How banal.  A holistic approach means nothing more than adopting a consistent 4-3-3 formation, together with an absence of arguments.  The Guardian's football commentators need to raise their game;  what does Nietzsche have to say about the over-lapping wingback? 


11 May 2013

Closing stable doors

Hmm, yet another banking crisis.  Perhaps the ratings agency has over-reacted?

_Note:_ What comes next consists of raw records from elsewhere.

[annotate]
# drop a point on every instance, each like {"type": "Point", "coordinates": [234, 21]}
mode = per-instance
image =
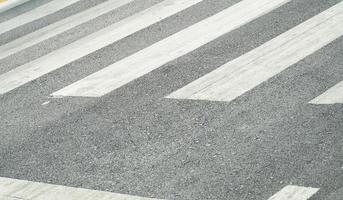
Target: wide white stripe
{"type": "Point", "coordinates": [246, 72]}
{"type": "Point", "coordinates": [331, 96]}
{"type": "Point", "coordinates": [181, 43]}
{"type": "Point", "coordinates": [27, 190]}
{"type": "Point", "coordinates": [91, 43]}
{"type": "Point", "coordinates": [34, 14]}
{"type": "Point", "coordinates": [59, 27]}
{"type": "Point", "coordinates": [292, 192]}
{"type": "Point", "coordinates": [8, 4]}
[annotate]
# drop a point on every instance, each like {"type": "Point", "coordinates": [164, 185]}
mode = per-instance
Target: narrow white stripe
{"type": "Point", "coordinates": [246, 72]}
{"type": "Point", "coordinates": [34, 14]}
{"type": "Point", "coordinates": [59, 27]}
{"type": "Point", "coordinates": [27, 190]}
{"type": "Point", "coordinates": [91, 43]}
{"type": "Point", "coordinates": [292, 192]}
{"type": "Point", "coordinates": [11, 4]}
{"type": "Point", "coordinates": [181, 43]}
{"type": "Point", "coordinates": [331, 96]}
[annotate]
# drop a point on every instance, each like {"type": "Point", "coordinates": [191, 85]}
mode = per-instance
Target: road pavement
{"type": "Point", "coordinates": [172, 99]}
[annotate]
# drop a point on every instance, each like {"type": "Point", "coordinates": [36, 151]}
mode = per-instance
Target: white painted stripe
{"type": "Point", "coordinates": [34, 14]}
{"type": "Point", "coordinates": [247, 71]}
{"type": "Point", "coordinates": [8, 4]}
{"type": "Point", "coordinates": [59, 27]}
{"type": "Point", "coordinates": [91, 43]}
{"type": "Point", "coordinates": [27, 190]}
{"type": "Point", "coordinates": [292, 192]}
{"type": "Point", "coordinates": [331, 96]}
{"type": "Point", "coordinates": [181, 43]}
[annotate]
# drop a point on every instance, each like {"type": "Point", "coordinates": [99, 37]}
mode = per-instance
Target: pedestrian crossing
{"type": "Point", "coordinates": [177, 45]}
{"type": "Point", "coordinates": [226, 83]}
{"type": "Point", "coordinates": [28, 190]}
{"type": "Point", "coordinates": [71, 52]}
{"type": "Point", "coordinates": [223, 84]}
{"type": "Point", "coordinates": [37, 13]}
{"type": "Point", "coordinates": [58, 27]}
{"type": "Point", "coordinates": [248, 71]}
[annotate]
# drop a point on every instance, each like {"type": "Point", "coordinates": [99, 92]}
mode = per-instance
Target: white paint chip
{"type": "Point", "coordinates": [168, 49]}
{"type": "Point", "coordinates": [292, 192]}
{"type": "Point", "coordinates": [45, 103]}
{"type": "Point", "coordinates": [332, 96]}
{"type": "Point", "coordinates": [253, 68]}
{"type": "Point", "coordinates": [11, 189]}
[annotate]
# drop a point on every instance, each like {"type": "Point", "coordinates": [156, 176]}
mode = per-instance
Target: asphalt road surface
{"type": "Point", "coordinates": [172, 99]}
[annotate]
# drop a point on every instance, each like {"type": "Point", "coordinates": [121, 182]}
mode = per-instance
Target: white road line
{"type": "Point", "coordinates": [181, 43]}
{"type": "Point", "coordinates": [331, 96]}
{"type": "Point", "coordinates": [292, 192]}
{"type": "Point", "coordinates": [249, 70]}
{"type": "Point", "coordinates": [34, 14]}
{"type": "Point", "coordinates": [8, 4]}
{"type": "Point", "coordinates": [59, 27]}
{"type": "Point", "coordinates": [27, 190]}
{"type": "Point", "coordinates": [56, 59]}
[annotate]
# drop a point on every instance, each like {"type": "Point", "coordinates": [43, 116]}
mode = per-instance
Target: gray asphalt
{"type": "Point", "coordinates": [137, 142]}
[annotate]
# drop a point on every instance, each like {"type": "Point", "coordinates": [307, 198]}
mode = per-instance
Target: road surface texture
{"type": "Point", "coordinates": [172, 99]}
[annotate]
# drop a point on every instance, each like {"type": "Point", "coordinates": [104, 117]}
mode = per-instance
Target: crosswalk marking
{"type": "Point", "coordinates": [181, 43]}
{"type": "Point", "coordinates": [293, 192]}
{"type": "Point", "coordinates": [34, 14]}
{"type": "Point", "coordinates": [27, 190]}
{"type": "Point", "coordinates": [6, 4]}
{"type": "Point", "coordinates": [332, 96]}
{"type": "Point", "coordinates": [59, 27]}
{"type": "Point", "coordinates": [56, 59]}
{"type": "Point", "coordinates": [246, 72]}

The Co-operative Bank is trying to reassure its customers that it would not need a multimillion-pound taxpayer bailout after its debt was downgraded to junk status and its chief executive suddenly quit.
The move by the ratings agency Moody's to take the axe to the Manchester-based bank's credit rating followed weeks of speculation about its financial position after it posted £600m losses in March and then pulled out of a deal to buy 632 branches from Lloyds Banking Group.
Moody's warned that the bank might need "external support" – perhaps from its parent group which owns grocers, pharmacies and funeral homes – if it could not bolster its financial position. The agency cited concerns about the Co-operative incurring more losses from loans to property companies and the slow integration of the Britannia Building Society, which the Co-operative took over three years ago.
The City was stunned by the scale of the downgrade – six notches – which will raise the price at which the bank borrows on the financial markets and illustrates the speed at which the agency believes the bank's finances have deteriorated.

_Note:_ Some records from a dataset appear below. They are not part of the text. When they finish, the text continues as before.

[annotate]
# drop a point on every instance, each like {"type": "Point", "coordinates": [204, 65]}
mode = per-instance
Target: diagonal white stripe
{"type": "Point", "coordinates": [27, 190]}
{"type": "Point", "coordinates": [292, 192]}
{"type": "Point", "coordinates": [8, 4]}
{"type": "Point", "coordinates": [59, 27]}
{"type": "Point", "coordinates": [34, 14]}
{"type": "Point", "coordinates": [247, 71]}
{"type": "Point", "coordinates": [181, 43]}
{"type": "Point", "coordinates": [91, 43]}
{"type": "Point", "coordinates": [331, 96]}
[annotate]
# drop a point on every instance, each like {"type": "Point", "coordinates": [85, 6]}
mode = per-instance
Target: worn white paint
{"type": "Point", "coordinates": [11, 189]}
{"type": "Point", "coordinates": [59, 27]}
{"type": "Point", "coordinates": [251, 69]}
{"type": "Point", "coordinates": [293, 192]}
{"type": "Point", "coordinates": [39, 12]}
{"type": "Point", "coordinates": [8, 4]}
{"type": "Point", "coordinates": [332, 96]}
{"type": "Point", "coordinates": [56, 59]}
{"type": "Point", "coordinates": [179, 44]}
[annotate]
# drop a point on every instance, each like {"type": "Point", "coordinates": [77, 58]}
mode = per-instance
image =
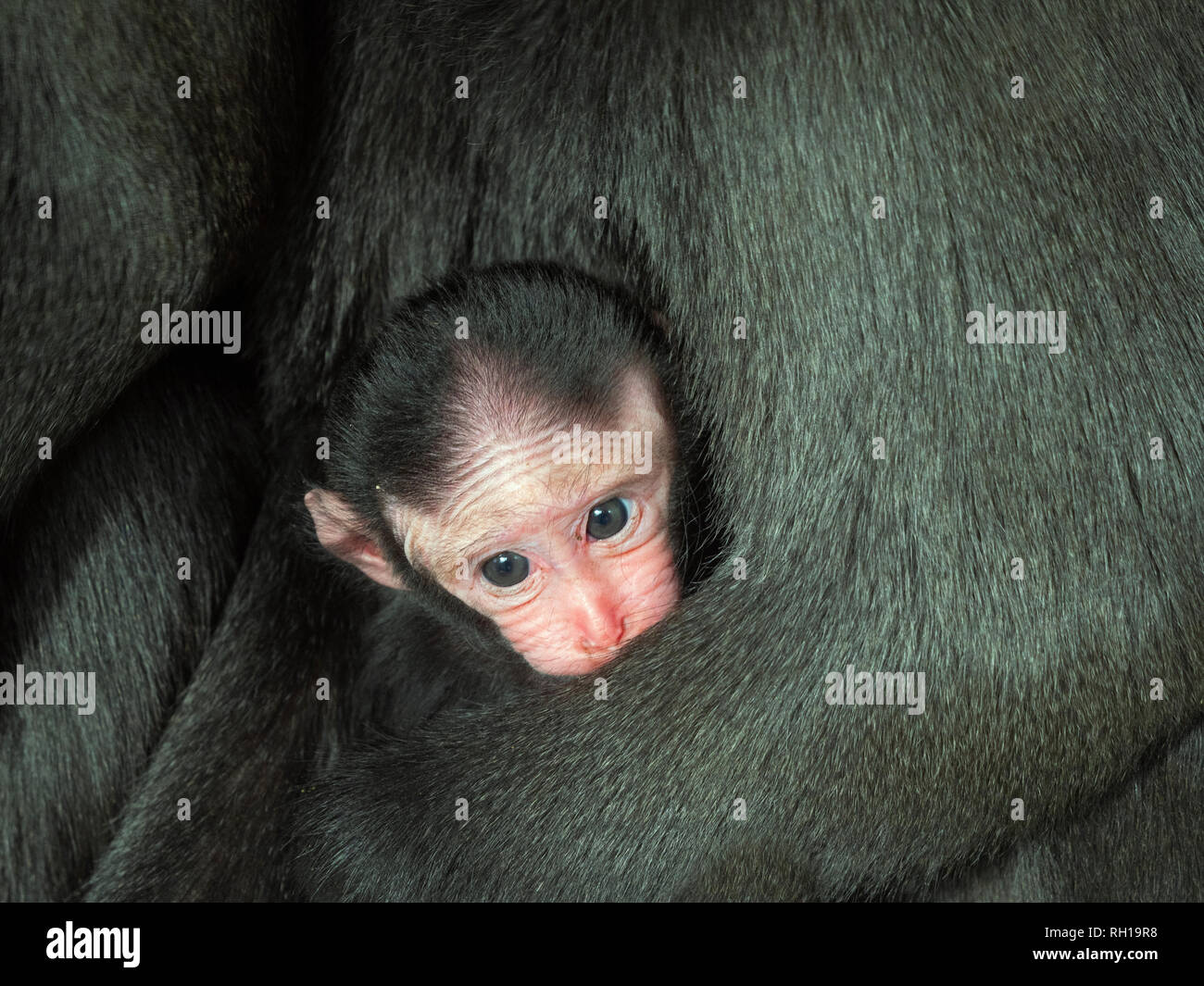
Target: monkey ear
{"type": "Point", "coordinates": [338, 530]}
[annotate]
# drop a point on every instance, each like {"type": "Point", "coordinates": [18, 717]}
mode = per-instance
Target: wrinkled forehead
{"type": "Point", "coordinates": [518, 471]}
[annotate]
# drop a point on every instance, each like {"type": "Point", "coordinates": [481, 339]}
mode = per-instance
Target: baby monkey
{"type": "Point", "coordinates": [510, 438]}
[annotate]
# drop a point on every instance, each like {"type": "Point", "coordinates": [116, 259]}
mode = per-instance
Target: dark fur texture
{"type": "Point", "coordinates": [89, 583]}
{"type": "Point", "coordinates": [723, 208]}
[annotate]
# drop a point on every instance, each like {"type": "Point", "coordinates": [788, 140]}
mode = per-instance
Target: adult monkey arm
{"type": "Point", "coordinates": [153, 197]}
{"type": "Point", "coordinates": [1035, 689]}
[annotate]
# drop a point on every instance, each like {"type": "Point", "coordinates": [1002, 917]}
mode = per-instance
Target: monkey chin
{"type": "Point", "coordinates": [579, 661]}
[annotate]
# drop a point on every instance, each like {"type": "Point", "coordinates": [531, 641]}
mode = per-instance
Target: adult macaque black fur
{"type": "Point", "coordinates": [761, 208]}
{"type": "Point", "coordinates": [89, 581]}
{"type": "Point", "coordinates": [1036, 689]}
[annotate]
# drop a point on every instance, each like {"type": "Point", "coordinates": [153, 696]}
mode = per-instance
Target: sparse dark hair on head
{"type": "Point", "coordinates": [545, 345]}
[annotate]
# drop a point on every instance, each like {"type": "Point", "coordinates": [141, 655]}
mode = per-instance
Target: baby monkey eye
{"type": "Point", "coordinates": [607, 519]}
{"type": "Point", "coordinates": [506, 568]}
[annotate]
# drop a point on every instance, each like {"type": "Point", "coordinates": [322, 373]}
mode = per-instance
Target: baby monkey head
{"type": "Point", "coordinates": [508, 438]}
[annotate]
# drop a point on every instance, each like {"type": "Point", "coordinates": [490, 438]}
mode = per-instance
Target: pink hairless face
{"type": "Point", "coordinates": [561, 536]}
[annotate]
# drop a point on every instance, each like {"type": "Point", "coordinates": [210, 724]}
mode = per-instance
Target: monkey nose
{"type": "Point", "coordinates": [602, 631]}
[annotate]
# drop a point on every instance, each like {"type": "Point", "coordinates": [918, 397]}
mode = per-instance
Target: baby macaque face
{"type": "Point", "coordinates": [561, 537]}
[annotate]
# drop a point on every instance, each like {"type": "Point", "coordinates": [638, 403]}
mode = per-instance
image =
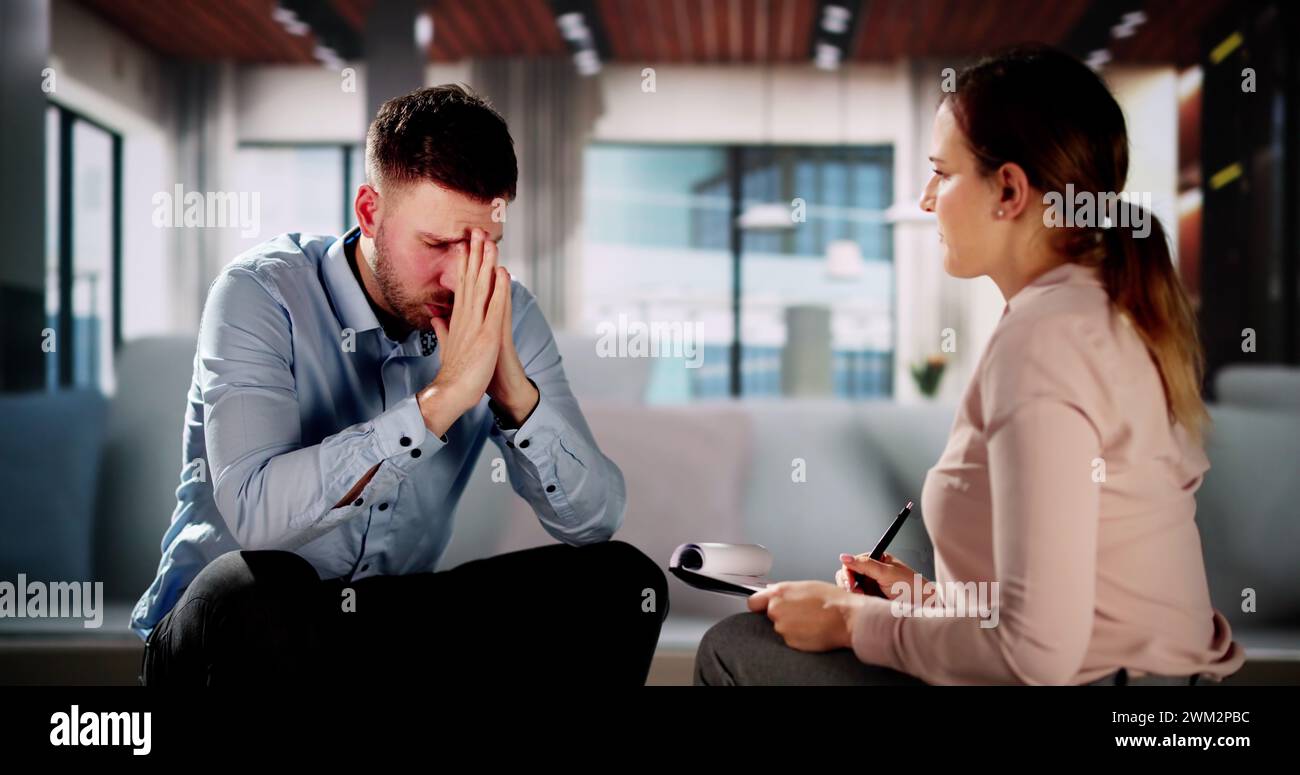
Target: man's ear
{"type": "Point", "coordinates": [1013, 189]}
{"type": "Point", "coordinates": [367, 208]}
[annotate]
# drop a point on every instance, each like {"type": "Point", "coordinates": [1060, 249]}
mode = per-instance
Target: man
{"type": "Point", "coordinates": [342, 392]}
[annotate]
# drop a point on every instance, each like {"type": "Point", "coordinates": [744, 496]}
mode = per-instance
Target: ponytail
{"type": "Point", "coordinates": [1139, 275]}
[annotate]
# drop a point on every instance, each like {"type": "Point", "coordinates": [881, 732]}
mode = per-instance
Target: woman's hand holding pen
{"type": "Point", "coordinates": [887, 572]}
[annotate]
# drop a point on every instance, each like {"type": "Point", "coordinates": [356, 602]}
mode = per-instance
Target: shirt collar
{"type": "Point", "coordinates": [354, 308]}
{"type": "Point", "coordinates": [1065, 275]}
{"type": "Point", "coordinates": [350, 304]}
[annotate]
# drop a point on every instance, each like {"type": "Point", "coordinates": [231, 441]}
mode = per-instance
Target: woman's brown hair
{"type": "Point", "coordinates": [1054, 117]}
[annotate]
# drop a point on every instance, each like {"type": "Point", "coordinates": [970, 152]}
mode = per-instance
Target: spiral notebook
{"type": "Point", "coordinates": [727, 568]}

I am nevertheless bound to wonder why the Bank of England and its clutch of regulatory agencies failed to head off this situation at the pass.  Or were they sleeping again?

04 May 2013

Worth a read

Marina gets it:

The smaller British politics gets, the more it feels that you might as well judge a politician by that key question: could you honestly bear to have a pint with them? I could bear to have a pint with Nigel Farage. Not anyone else in his party, you understand. But a pint and a fag with Farage, and probably a packet of salt and vinegar crisps, which I'd tear down the seam and spread out on the table while Nigel told some story against himself.
I think after five or six pints Nigel might start airing a few views I couldn't warm to, so I wouldn't stick around. But I could stand one pint with him, quite possibly even a pint and a half. With Messrs Nicholas Clegg, Edward Miliband and David Cameron, however, I would cross continents to avoid taking even a fluid ounce. The other leaders – and I do think we must refer to them in the same breath as Farage, just because it annoys them so hilariously much – look about as convivial as haemorrhoids. They have spent the week of the local elections looking like pompous arses, while the affable semi-berk Farage has led Ukip to the biggest surge by a fourth party in England since the second world war.

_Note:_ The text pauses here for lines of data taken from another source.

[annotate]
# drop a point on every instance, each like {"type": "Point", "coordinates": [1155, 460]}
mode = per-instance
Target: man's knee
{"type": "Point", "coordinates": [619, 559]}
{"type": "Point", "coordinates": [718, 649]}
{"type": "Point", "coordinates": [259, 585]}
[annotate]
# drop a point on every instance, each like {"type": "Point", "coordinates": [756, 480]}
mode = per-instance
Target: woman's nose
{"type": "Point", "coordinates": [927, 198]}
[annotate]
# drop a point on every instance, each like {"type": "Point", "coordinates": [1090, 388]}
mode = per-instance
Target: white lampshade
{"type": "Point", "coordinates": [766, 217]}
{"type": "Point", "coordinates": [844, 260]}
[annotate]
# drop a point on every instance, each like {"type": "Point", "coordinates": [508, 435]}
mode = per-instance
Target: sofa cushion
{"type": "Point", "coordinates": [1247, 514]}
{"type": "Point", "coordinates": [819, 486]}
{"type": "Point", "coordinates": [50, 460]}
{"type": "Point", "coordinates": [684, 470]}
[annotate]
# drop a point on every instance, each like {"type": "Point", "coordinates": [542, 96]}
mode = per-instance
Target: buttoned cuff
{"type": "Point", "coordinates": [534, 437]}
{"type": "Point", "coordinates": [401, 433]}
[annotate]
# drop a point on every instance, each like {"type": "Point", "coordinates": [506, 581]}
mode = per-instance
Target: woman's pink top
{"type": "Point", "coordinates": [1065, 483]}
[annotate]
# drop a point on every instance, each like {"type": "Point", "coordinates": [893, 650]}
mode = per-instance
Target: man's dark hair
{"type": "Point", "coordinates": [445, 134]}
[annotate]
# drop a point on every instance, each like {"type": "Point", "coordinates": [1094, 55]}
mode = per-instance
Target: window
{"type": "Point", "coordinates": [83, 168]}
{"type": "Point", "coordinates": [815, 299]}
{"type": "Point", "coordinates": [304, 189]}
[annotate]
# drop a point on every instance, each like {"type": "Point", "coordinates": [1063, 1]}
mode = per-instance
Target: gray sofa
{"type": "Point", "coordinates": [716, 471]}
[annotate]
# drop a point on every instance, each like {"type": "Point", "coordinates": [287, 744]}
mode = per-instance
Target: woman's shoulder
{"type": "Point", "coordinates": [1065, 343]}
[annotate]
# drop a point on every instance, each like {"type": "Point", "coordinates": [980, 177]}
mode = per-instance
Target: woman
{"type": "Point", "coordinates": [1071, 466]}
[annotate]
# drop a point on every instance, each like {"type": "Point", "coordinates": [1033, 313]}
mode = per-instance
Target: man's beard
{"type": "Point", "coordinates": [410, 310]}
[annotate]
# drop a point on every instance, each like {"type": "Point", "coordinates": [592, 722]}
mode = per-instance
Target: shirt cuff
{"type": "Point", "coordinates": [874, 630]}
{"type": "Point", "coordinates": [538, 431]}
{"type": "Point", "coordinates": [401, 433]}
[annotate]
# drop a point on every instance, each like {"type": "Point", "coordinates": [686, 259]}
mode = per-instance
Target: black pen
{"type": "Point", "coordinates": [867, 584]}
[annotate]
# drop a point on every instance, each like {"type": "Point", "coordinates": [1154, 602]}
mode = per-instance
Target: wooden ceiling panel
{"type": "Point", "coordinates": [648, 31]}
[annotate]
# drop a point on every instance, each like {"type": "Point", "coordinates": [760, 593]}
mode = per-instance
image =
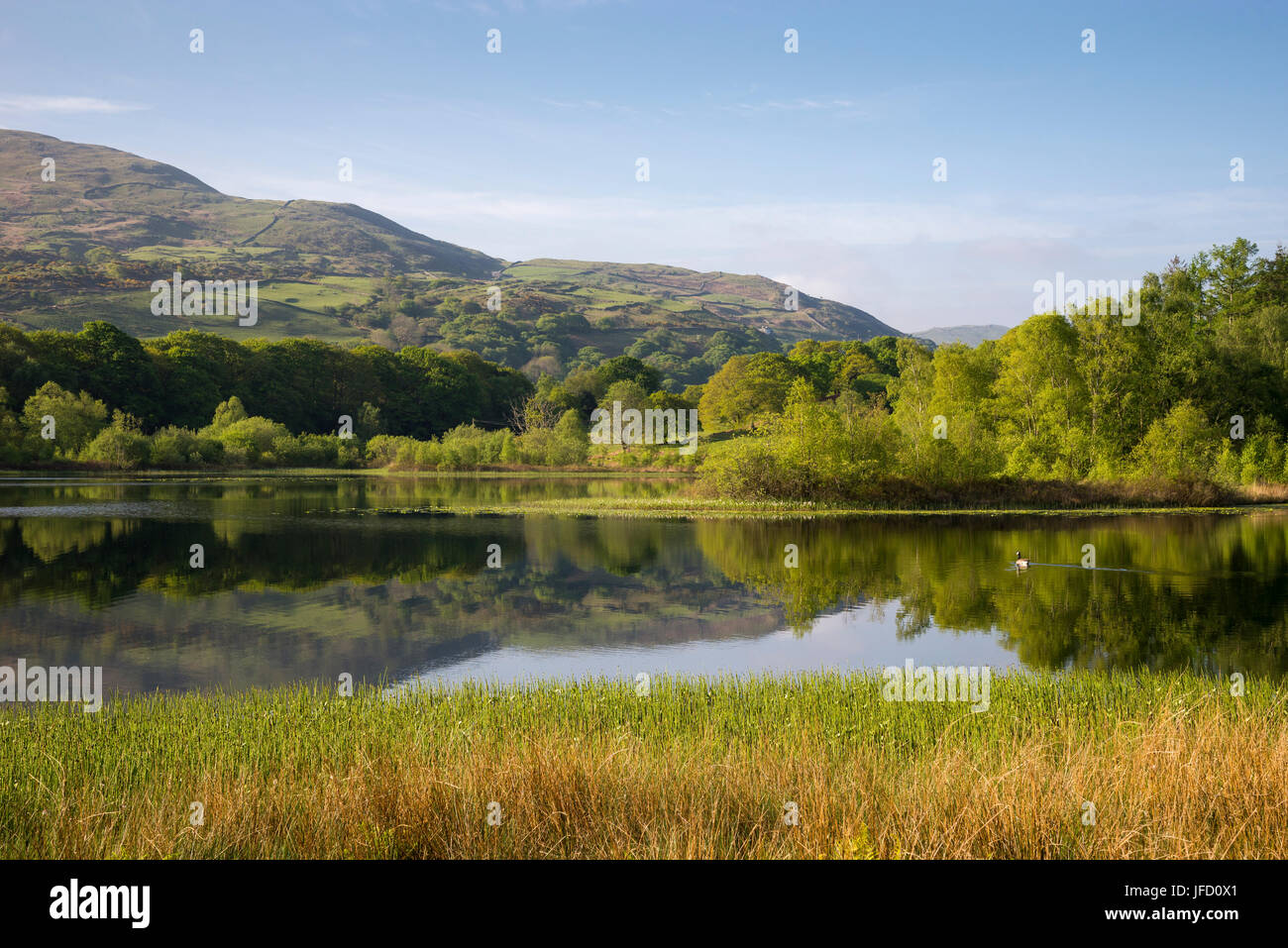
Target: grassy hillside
{"type": "Point", "coordinates": [970, 335]}
{"type": "Point", "coordinates": [89, 244]}
{"type": "Point", "coordinates": [141, 209]}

Shame that the usual crew of commentators in the Westminster bubble are lost up their own fundaments.

03 May 2013

A flash in the pan ...

... or a game-changer?  So UKIP appears to have done rather a lot better than expected in the English local elections, with 42 gains after 7 of the 34 councils have declared, while taking a 26% share of the vote.  It is now entirely possible that they will end up with over 200 seats gained.  We can now revise upwards UKIP's prospects at next year's European elections where, in England at least, they may end up as the largest party, in terms of both seats and votes.

So where would that leave Scotland as it approaches the independence referendum in the autumn of next year?  If England under UKIP or, more likely, under a UKIP-influenced Tory Party bent on tacking to the right, is revealing its poujadiste, xenophobic, little Englander, anti-European tendencies, would Scotland want to remain in a United Kingdom?